Chez les procaryotes comme chez les eucaryotes, les gènes sont régulés principalement à l’étape de l’initiation de la transcription, le plus souvent par des protéines capables d’activer ou d’inhiber le fonctionnement du gène. Les activateurs fonctionnent toujours par recrutement de l’ARN polymérase mais aussi, chez les eucaryotes, de complexes protéiques responsables de l’initiation de la transcription.
Chez les procaryotes
Régulation transcriptionnelle
La transcription est régulée chez les bactéries au niveau de l’initiation de la transcription. Chez les procaryotes (eubactéries et archées), des gènes sont regroupés en opérons, qui sont des unités transcriptionnelles. Un opéron comporte plusieurs gènes dont la transcription génère un seul ARN messager dit polycistronique, aussi appelé polycistron. Sur un ARN polycistronique, les séquences codantes de chaque gène sont séparées par des séquences non codantes de 1 à 40 nucléotides généralement, qui sont l’un des rares types de séquences non codantes connues chez les procaryotes. Il existe des cas de gènes chevauchants : les nucléotides codant les derniers acides aminés du premier gène codent également les premiers acides aminés du second gène. Ces opérons sont généralement impliqués dans la synthèse des acides aminés (comme l’opéron tryptophane(en)) ou dans le métabolisme des nutriments (par exemple l’opéron lactose). L’activité de ces gènes est régulée par des facteurs sigma(en), qui dépendent des conditions extérieures comme la température ou la disponibilité d’une molécule. Par exemple en l’absence d’un substrat, l’expression de gènes codant les enzymes impliquées dans le métabolisme de ce substrat est réprimée, permettant ainsi à la bactérie d’économiser de l’énergie. Mais si ce substrat réapparaît dans le milieu, l’expression des gènes codant ces enzymes est induite. Les gènes d’un même opéron sont régulés ensemble, de façon coordonnée. Des molécules, les effecteurs, peuvent se fixer sur un site allostérique et de cette façon modifier la conformation du domaine de liaison de l’ADN. Un inducteur active la transcription d’un gène ou d’un opéron, un corépresseur l’inhibe.
Opérons inductibles
Le cas typique est celui de l’opéron lactose qui contient trois gènes adjacents : lac Z (codant la Bêta galactosidase qui hydrolyse le lactose en glucose + galactose), lac Y (codant la lactose perméase qui transporte le lactose dans la cellule) et lac A (codant la thiogalactoside transacétylase débarrassant la cellule du thiogalactoside importé avec le lactose). Deux protéines régulatrices sont impliquées dans la régulation de l’opéron : le répresseur Lac et l’activateur CAP, ces deux protéines se lient à l’ADN. En présence de lactose, le répresseur est inhibé par le lactose et ne peut se lier à l’opérateur. Le lactose est donc un inducteur et induit la traduction de protéines impliquées dans son métabolisme. En l’absence de glucose, la protéine CAP se lie à l’ADN et active les gènes de l’opéron. Mais en présence de glucose, meilleure source d’énergie que le lactose, l’expression du gène est inhibée même en présence de lactose car CAP ne peut se lier à l’ADN. L’opéron lactose est donc un opéron inductible.
Opérons répressibles
L’opéron tryptophane, qui code 5 gènes impliqués dans la biosynthèse du tryptophane, est un opéron répressible. En amont se trouve une séquence codant un répresseur. Le tryptophane, qui est un corépresseur, se fixe au répresseur, ce qui l’active et lui permet de réprimer la transcription des gènes impliqués dans sa biosynthèse. En absence de tryptophane, les gènes sont activés et la cellule synthétise alors son propre tryptophane.

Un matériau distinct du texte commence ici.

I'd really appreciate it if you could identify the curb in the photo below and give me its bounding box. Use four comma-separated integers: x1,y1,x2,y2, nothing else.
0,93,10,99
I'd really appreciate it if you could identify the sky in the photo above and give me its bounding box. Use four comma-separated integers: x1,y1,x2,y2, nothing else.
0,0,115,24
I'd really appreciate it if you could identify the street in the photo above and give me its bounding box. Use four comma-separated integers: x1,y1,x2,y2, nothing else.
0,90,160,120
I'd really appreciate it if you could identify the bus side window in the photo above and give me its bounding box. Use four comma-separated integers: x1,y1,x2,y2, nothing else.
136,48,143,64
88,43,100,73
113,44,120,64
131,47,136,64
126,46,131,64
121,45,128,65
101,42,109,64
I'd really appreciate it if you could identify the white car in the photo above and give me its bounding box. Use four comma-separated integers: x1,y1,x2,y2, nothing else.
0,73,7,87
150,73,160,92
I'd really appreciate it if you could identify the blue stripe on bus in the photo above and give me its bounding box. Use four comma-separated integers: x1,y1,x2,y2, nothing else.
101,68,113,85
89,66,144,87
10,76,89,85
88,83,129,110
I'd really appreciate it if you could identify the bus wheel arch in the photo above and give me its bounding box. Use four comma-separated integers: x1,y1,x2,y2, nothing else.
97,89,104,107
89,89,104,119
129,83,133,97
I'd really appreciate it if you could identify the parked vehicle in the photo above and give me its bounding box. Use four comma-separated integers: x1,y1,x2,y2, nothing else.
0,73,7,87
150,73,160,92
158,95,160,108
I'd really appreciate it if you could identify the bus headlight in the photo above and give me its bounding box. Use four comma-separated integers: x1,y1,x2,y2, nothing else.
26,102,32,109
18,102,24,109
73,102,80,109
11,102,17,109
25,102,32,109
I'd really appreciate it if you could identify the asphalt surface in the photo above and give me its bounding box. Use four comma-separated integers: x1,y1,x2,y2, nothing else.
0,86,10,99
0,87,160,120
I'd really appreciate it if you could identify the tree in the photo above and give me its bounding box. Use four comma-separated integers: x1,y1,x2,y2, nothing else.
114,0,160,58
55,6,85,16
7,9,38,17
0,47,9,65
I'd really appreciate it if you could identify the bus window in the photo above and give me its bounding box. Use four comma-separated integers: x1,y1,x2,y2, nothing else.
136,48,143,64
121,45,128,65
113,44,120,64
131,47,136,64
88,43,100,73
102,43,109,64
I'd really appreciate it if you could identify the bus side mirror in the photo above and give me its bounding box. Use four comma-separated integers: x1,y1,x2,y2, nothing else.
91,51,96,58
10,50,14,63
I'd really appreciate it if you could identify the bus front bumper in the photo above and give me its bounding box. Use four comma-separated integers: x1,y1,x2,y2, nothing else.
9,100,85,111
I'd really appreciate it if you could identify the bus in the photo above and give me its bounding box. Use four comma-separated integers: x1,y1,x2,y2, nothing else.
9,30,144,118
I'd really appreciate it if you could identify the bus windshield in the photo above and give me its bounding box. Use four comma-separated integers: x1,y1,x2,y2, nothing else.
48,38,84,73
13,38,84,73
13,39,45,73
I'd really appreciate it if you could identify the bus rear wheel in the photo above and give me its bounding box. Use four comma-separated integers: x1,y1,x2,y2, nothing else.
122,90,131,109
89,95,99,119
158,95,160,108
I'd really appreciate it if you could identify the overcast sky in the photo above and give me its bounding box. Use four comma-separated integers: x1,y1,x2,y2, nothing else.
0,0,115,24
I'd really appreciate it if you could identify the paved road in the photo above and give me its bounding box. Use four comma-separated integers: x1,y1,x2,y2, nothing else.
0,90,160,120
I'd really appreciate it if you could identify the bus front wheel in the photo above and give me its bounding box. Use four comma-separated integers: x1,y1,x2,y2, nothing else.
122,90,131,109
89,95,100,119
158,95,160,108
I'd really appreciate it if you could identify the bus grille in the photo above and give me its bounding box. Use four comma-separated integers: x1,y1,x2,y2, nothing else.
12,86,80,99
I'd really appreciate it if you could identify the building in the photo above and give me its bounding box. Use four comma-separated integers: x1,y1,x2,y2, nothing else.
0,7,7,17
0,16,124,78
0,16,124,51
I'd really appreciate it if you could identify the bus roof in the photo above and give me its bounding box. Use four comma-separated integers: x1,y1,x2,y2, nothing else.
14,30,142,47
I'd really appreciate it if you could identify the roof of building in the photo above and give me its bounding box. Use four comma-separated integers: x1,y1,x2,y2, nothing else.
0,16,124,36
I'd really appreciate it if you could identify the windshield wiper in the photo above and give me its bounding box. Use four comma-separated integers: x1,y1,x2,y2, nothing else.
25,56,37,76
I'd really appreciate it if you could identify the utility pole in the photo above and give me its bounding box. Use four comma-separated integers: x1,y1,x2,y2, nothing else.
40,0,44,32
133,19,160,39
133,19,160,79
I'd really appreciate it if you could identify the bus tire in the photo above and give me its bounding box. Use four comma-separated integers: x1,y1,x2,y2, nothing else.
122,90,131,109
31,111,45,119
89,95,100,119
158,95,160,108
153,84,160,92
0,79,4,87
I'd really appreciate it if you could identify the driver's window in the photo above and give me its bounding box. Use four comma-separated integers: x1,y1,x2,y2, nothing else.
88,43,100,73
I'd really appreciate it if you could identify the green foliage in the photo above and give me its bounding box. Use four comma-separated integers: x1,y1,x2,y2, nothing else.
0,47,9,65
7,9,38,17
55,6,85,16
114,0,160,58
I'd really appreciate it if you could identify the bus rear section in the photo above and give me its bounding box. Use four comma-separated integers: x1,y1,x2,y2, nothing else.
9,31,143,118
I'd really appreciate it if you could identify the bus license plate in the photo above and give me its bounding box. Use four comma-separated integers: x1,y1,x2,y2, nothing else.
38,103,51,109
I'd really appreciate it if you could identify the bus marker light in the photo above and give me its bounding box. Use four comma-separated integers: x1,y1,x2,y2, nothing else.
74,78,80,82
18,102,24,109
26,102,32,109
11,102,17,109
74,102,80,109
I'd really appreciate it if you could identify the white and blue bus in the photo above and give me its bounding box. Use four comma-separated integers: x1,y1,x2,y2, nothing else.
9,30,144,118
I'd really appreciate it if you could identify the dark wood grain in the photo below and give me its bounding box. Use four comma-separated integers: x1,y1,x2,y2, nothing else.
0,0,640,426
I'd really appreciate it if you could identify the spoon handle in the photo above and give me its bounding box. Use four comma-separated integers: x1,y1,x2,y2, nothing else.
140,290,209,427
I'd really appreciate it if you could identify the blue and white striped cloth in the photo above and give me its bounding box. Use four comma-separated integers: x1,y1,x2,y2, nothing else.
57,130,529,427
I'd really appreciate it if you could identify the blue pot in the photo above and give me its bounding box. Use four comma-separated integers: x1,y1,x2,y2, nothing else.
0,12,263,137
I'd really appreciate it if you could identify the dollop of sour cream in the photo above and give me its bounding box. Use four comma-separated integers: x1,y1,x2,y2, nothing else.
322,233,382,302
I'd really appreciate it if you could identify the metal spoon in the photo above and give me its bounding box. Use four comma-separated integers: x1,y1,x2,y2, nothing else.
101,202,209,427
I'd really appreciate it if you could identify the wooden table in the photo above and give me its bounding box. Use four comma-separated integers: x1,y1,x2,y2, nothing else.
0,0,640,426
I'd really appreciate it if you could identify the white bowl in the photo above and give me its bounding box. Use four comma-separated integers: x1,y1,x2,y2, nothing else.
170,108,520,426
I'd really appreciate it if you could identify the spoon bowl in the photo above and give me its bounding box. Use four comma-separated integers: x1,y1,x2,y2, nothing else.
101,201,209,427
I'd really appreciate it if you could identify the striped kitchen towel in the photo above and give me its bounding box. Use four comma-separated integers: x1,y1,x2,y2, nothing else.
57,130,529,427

Séquences et protéines régulatrices
Il existe chez les procaryotes comme chez les eucaryotes des séquences capables d'activer les promoteurs, les Amplificateur (biologie), ou enhancers. D'autres, les inactivateurs, ou silencers sont capables de les inhiber. Les activateurs sont des protéines capables de se lier à l’ADN recrutant au niveau de l’ARN polymérase, l’enzyme indispensable de la transcription. Les répresseurs sont des protéines qui inhibent l’expression des gènes en se fixant au niveau du promoteur : ils empêchent donc l’ARN polymérase de s’y fixer. Les procaryotes disposent, comme les eucaryotes, de séquences cis-régulatrices. Les promoteurs comprennent des séquences conservées : au point 0 d'initiation de la transcription se trouve le triplet CAT (A étant le point 0). Vers -10, se trouve la séquence TATAAT (semblable à la TATA box des eucaryotes) et vers -35 la séquence TTGACA.
Régulation traductionnelle
Certaines protéines régulent leur propre traduction en se fixant sur la séquence d’initiation de la traduction de l’ARN messager. Le ribosome ne peut alors se lier à l’ARN messager, rendant impossible la traduction. Une autre possibilité repose sur l’utilisation d’ARN antisens, s’appariant à l’ARN messager et formant un ARN double brin empêchant la traduction. Enfin, un dernier cas utilise la faculté de formation de structures secondaires par l’ARN messager.
Chez les eucaryotes
Régulation transcriptionnelle
La transcription peut être régulée par des signaux extracellulaires, des séquences cis-régulatrices et des facteurs trans. Comme chez les bactéries, c’est généralement l’initiation de la transcription qui est régulée.
Régulation par l’intermédiaire de récepteurs cellulaires
Les cellules perçoivent les signaux extracellulaires par l'intermédiaire de systèmes récepteurs-effecteurs, qui transmettent l'information au noyau. Les récepteurs peuvent être membranaires ou nucléaires. Les récepteurs membranaires reconnaissent des facteurs hydrosolubles. Les récepteurs nucléaires sont des facteurs de transcription inductibles par des facteurs liposolubles, comme les hormones stéroïdiennes, l'hormone thyroïdienne, l'acide rétinoïque ou encore le calcitriol. Ces récepteurs reconnaissent dans le promoteur des gènes qu’ils régulent des éléments de réponse aux hormones, les HRE (hormone réponse élément). Dans le cas des hormones liposolubles, le site de reconnaissance du récepteur pour l'élément de réponse peut être masqué par une protéine chaperonne, qui se dissocie lors de la fixation de l'hormone. La grande variabilité de réponses entre les cellules d’un même tissu et dans un même environnement a conduit à l'hypothèse d'un mécanisme probabiliste de l'expression des gènes, plutôt que déterministe.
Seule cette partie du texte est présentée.